どれほどの危機が迫ろうとも最後は静かに散る覚悟でいたから、使うまいと誓っていた。
しかし今は違う。
誓いを破ることに躊躇はない。
誰に何と言われようと奪う──彼女との未来を。
兵の交代を知らせるラッパが鳴る刻を待つ。
それが警戒が最も緩む時間であることを知っていた。
隙を狙って、窓へ歩み寄る。
錠の緩んだ窓を押し開け、手にした剣緒を石台の端にかけた。
月光が影を細く伸ばし、静かに揺れる。
気付け、エルハルト。
それだけで十分だ。
呼び寄せる必要はない。
この程度の合図で全てを察し、最適の動きを取れるからこそ彼を側に置き続けてきたのだ。
それからは、ただ待った。
必ず来る。
そう信じて、じっと待ち続けた。
そして数刻後の真夜中──腹心の従騎士は音もなく現れる。
正面の扉ではない。
皇宮には、戦火や政変に備えて限られた者にしか伝えられていない抜け道があった。
レガリア宮も然り。
その一つを伝って、部屋へ至ったのだ。
密やかに忍び込む姿は、まるで夜の闇に溶け込む影にも思えた。
*
エルハルトは頬に残る殴打の痕を目にした瞬間、息を呑む。
そして口惜しげに唇を噛みしめ、胸元で拳を震わせた。
「おいたわしや……許すまじ、あの卑劣漢め。

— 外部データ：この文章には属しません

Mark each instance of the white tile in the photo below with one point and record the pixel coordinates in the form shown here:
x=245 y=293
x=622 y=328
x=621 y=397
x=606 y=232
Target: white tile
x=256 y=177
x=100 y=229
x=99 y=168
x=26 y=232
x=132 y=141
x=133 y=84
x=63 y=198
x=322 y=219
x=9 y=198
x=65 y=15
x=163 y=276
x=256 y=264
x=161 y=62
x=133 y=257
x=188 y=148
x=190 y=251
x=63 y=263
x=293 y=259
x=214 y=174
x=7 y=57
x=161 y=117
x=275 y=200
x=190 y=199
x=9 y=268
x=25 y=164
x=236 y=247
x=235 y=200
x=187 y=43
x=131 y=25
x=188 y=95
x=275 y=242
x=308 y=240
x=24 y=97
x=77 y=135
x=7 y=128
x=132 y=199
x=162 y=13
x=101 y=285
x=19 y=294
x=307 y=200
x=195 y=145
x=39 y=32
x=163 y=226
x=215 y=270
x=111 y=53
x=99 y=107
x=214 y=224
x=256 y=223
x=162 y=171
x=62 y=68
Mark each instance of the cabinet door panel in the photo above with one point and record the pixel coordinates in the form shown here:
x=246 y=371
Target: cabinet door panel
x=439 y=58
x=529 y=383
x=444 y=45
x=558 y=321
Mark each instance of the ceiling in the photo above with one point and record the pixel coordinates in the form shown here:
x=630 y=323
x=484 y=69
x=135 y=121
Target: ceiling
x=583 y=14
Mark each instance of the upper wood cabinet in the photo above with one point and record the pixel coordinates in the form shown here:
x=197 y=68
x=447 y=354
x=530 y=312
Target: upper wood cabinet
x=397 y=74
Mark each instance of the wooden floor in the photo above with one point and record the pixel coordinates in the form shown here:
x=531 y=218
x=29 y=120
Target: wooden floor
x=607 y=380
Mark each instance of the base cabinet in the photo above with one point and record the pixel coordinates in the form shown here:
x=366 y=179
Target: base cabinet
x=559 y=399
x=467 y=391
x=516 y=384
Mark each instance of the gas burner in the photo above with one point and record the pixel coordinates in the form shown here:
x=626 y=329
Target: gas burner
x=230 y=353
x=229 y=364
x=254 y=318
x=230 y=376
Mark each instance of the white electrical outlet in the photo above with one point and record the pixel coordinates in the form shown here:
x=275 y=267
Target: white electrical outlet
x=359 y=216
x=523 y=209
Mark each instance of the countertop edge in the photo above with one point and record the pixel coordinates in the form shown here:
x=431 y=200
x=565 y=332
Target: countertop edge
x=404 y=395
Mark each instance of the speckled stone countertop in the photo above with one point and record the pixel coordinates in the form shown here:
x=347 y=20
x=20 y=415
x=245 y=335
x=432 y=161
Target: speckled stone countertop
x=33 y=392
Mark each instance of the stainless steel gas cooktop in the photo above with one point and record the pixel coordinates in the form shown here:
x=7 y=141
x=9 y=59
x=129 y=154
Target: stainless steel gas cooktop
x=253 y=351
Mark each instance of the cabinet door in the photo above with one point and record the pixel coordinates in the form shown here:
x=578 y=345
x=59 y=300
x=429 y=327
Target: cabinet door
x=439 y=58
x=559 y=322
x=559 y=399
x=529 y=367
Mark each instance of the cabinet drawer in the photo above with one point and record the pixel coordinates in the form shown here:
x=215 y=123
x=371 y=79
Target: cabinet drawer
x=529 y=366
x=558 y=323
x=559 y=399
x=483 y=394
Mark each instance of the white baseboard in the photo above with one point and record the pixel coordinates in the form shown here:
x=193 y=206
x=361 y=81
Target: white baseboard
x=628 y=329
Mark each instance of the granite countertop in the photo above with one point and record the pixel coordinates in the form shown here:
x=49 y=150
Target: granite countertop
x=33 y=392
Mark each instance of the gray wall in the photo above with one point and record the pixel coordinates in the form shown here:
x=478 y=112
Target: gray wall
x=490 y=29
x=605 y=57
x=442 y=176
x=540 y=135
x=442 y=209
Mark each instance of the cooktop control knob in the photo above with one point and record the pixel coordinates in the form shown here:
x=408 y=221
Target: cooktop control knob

」
命令さえあれば今にも斬り込んで行きそうな勢いだったので、シアトリヒは苦笑する。
「よい、こんなものは怪我のうちにも入らぬ。」
「しかし殿下、私刑ではありませんか。幾らなんでも、このようなことが許されていいのでしょうか?」
「権能も解かれた。皇籍を剥奪されるのも時間の問題だろう。もはや宮廷においては皇子ではないのだ。そのような者に私刑を加えたとて、大した罪には問われぬ。」
「それでも殿下はいまだ帝の御子。皇族に危害を加えるは、皇太子といえども御法度にございます。」
「どうせじきに皇族でなくなる人間なのだから、誰も擁護しない。捨てておけ。」
エルハルトはなおも不満げに唇を結び、言葉を呑み込んだ。
「それより──どうだ。」
シアトリヒは静かに問う。
「大切な役目を仰せつかっておきながら、説得叶わず申し訳ございません。
ですが、頑として聞き入れてはいただけませんでした。女官長殿の説得にも応じなかったようです。」
「まあ、そうであろうな。あれはそういう質だ。」
わたしを離さないで。
そう言って胸に縋り付いてきた、あの夜の彼女の姿が脳裏に浮かぶ。
穏やかで物静かな面差しの内側に、実は自分以上に激しい炎を秘めていることを知った。
抑えつけられてきた人間は、譲れぬものを貫こうとするとき、得てして苛烈になるものだ。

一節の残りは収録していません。